Deeds, titles, and certificates are all traditional versions of a token. A deed to a house represents ownership of that house. The token refers to the digitally native asset which represents the real-world asset itself.
The first two types of assets that are available for tokenization are music streaming royalties enabled by PaperChain and ConsolFreight’s freight shipping invoices.
With the positive vote from the MakerDAO community, now anyone – be it individuals or companies – is able to utilize future cash flows from music streaming royalties or shipping invoices as collateral to take out loans for example.
Centrifuge’s Lucas Vogelsang notes the partnership could be the world’s first application of DeFi to a real-world business issue. Particularly, the solution helps ensure quick liquidity for artists and supply chain firms, without the hassles of going through traditional ways of financing.

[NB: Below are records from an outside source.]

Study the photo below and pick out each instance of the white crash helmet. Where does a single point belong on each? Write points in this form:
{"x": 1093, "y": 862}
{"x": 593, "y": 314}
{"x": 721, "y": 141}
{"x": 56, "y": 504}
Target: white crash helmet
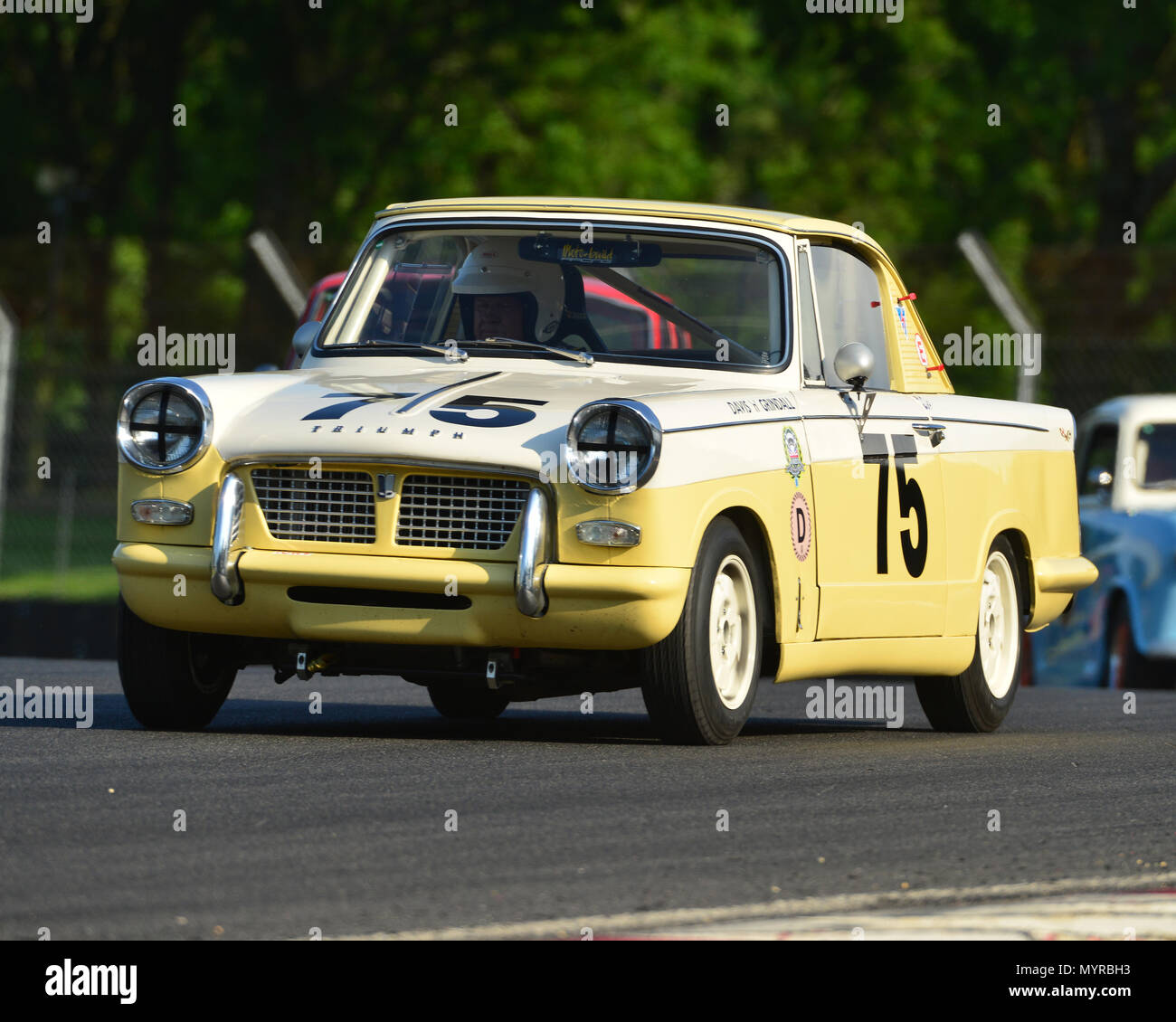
{"x": 494, "y": 267}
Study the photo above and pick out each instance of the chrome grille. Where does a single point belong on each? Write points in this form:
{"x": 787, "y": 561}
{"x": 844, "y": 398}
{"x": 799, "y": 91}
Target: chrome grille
{"x": 337, "y": 507}
{"x": 459, "y": 511}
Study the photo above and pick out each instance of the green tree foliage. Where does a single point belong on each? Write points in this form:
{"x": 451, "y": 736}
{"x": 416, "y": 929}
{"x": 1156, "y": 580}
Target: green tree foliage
{"x": 297, "y": 114}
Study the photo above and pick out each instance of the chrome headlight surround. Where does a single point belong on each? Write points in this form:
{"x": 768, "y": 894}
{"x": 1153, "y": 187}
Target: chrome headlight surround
{"x": 188, "y": 392}
{"x": 635, "y": 415}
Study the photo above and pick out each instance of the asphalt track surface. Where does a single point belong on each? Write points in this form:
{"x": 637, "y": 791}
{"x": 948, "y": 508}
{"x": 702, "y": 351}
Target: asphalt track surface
{"x": 337, "y": 821}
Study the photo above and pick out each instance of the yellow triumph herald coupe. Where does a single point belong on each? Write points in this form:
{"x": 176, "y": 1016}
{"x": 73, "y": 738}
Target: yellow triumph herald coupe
{"x": 552, "y": 446}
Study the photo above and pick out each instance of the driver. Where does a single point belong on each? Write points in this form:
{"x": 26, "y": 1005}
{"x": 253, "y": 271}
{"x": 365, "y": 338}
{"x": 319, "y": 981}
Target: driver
{"x": 502, "y": 296}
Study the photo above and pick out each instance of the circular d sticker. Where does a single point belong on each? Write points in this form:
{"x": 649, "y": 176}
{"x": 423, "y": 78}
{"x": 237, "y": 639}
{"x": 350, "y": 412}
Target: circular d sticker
{"x": 801, "y": 525}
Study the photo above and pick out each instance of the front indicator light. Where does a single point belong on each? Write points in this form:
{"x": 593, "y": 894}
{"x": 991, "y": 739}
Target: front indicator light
{"x": 161, "y": 512}
{"x": 603, "y": 533}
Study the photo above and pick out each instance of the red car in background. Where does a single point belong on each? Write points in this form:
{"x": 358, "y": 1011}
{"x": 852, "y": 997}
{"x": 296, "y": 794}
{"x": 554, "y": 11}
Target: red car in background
{"x": 321, "y": 296}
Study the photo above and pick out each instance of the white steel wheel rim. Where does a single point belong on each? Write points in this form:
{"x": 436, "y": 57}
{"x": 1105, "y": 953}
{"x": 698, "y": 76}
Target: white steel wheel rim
{"x": 999, "y": 625}
{"x": 732, "y": 630}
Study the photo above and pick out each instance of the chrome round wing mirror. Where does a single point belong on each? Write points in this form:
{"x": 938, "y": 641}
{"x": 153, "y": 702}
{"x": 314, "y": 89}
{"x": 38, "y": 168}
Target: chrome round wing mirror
{"x": 305, "y": 336}
{"x": 854, "y": 363}
{"x": 1098, "y": 481}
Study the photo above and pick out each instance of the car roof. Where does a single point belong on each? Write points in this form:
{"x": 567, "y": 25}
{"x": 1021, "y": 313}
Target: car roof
{"x": 769, "y": 219}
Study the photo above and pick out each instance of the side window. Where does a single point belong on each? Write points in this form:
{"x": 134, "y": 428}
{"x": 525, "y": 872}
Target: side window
{"x": 1101, "y": 450}
{"x": 849, "y": 305}
{"x": 811, "y": 343}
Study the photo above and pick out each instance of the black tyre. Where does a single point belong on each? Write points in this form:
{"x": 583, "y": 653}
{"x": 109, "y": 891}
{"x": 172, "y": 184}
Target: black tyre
{"x": 700, "y": 681}
{"x": 466, "y": 702}
{"x": 1124, "y": 665}
{"x": 979, "y": 699}
{"x": 172, "y": 680}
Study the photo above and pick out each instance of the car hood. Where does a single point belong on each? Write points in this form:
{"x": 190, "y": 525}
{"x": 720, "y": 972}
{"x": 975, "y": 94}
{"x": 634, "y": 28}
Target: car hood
{"x": 498, "y": 412}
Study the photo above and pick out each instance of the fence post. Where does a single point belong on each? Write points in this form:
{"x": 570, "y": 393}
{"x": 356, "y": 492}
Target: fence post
{"x": 983, "y": 261}
{"x": 10, "y": 329}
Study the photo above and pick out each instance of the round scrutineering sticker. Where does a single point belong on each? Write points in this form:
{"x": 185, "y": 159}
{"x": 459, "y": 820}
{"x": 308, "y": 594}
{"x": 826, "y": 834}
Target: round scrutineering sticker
{"x": 801, "y": 525}
{"x": 792, "y": 455}
{"x": 921, "y": 349}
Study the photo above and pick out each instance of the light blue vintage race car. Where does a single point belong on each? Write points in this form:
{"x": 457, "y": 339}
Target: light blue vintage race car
{"x": 1121, "y": 631}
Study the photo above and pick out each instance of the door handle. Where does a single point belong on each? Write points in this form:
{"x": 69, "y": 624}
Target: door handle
{"x": 934, "y": 431}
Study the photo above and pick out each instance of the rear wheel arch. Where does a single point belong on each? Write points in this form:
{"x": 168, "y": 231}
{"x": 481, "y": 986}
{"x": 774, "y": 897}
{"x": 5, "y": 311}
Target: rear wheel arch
{"x": 1023, "y": 566}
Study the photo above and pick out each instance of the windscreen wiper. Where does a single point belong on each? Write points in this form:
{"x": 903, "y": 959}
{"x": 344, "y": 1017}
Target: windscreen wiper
{"x": 450, "y": 349}
{"x": 583, "y": 357}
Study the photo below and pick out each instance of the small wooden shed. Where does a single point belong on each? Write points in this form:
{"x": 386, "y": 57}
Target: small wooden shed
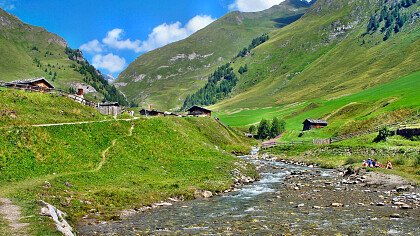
{"x": 309, "y": 124}
{"x": 145, "y": 112}
{"x": 39, "y": 83}
{"x": 109, "y": 108}
{"x": 199, "y": 111}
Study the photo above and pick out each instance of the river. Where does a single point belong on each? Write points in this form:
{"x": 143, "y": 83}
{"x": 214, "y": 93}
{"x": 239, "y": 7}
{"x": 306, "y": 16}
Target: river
{"x": 276, "y": 205}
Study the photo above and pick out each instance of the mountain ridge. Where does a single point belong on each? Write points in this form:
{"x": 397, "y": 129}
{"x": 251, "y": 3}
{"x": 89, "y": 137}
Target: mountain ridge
{"x": 28, "y": 51}
{"x": 165, "y": 76}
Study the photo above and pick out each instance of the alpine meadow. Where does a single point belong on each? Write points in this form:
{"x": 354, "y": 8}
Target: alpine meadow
{"x": 236, "y": 117}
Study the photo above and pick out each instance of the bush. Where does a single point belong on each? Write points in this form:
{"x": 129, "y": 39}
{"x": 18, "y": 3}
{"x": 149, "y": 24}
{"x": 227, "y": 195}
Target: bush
{"x": 384, "y": 133}
{"x": 417, "y": 161}
{"x": 252, "y": 129}
{"x": 400, "y": 161}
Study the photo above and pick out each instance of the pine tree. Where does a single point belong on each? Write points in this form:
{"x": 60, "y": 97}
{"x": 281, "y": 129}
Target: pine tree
{"x": 252, "y": 129}
{"x": 264, "y": 129}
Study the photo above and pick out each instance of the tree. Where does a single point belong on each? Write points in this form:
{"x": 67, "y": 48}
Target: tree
{"x": 252, "y": 129}
{"x": 264, "y": 129}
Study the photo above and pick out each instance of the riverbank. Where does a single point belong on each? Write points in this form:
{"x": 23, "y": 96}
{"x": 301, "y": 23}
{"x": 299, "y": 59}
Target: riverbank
{"x": 96, "y": 170}
{"x": 406, "y": 161}
{"x": 288, "y": 200}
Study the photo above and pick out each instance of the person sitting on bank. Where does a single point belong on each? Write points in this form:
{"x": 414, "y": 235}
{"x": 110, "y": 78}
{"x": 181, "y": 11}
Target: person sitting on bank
{"x": 364, "y": 163}
{"x": 369, "y": 162}
{"x": 388, "y": 165}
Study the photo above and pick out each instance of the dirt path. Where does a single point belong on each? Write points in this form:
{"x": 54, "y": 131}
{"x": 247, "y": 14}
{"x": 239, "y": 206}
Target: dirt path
{"x": 12, "y": 214}
{"x": 84, "y": 122}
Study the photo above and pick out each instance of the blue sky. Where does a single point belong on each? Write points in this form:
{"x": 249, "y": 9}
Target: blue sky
{"x": 112, "y": 33}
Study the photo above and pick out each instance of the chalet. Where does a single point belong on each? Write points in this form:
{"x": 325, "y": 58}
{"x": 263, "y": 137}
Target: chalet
{"x": 145, "y": 112}
{"x": 199, "y": 111}
{"x": 109, "y": 108}
{"x": 40, "y": 83}
{"x": 309, "y": 124}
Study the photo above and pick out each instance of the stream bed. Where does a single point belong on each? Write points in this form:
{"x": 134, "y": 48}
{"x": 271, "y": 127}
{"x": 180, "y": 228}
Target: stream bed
{"x": 288, "y": 200}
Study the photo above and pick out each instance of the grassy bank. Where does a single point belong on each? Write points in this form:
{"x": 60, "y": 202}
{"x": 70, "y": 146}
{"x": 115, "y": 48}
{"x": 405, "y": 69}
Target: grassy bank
{"x": 403, "y": 153}
{"x": 109, "y": 167}
{"x": 28, "y": 108}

MakerDAO’s Rune Christensen has also shared a highly optimistic vision as the two proposals represent the first step towards the expansion of DeFi’s field of application:
“These should be seen as the first two [RWAs] in the greatest portfolio of assets that’s ever been built. It’s just the first step. Thousands and thousands of assets will exist alongside them.”
There are still issues and restrictions when it comes to securitization of real-world assets and introduces new risks to the DeFi space.
For instance, Centrifuge’s tokenization process through its app still falls under the securities law. Since both Paperchain and ConsolFreight are based in the U.S. only accredited investors will have access to these assets.
Another compromise that was made in order to bring real-world assets to DeFi is Centrifuge setting up a special purpose vehicle (SPV) that will have the assets associated with, from a legal touchpoint. Lenders, in the event of default, would have to rely on the legal system to enforce their rights to the collateral, rather than an automated smart contract that can do so with on-chain assets.
While this is necessary to have a claim for the tokenized real-world assets, it represents a single-point of failure. But this is a trade-off that Centrifuge’s Lucas Vogelsang says is necessary in order to bring real world assets on-chain.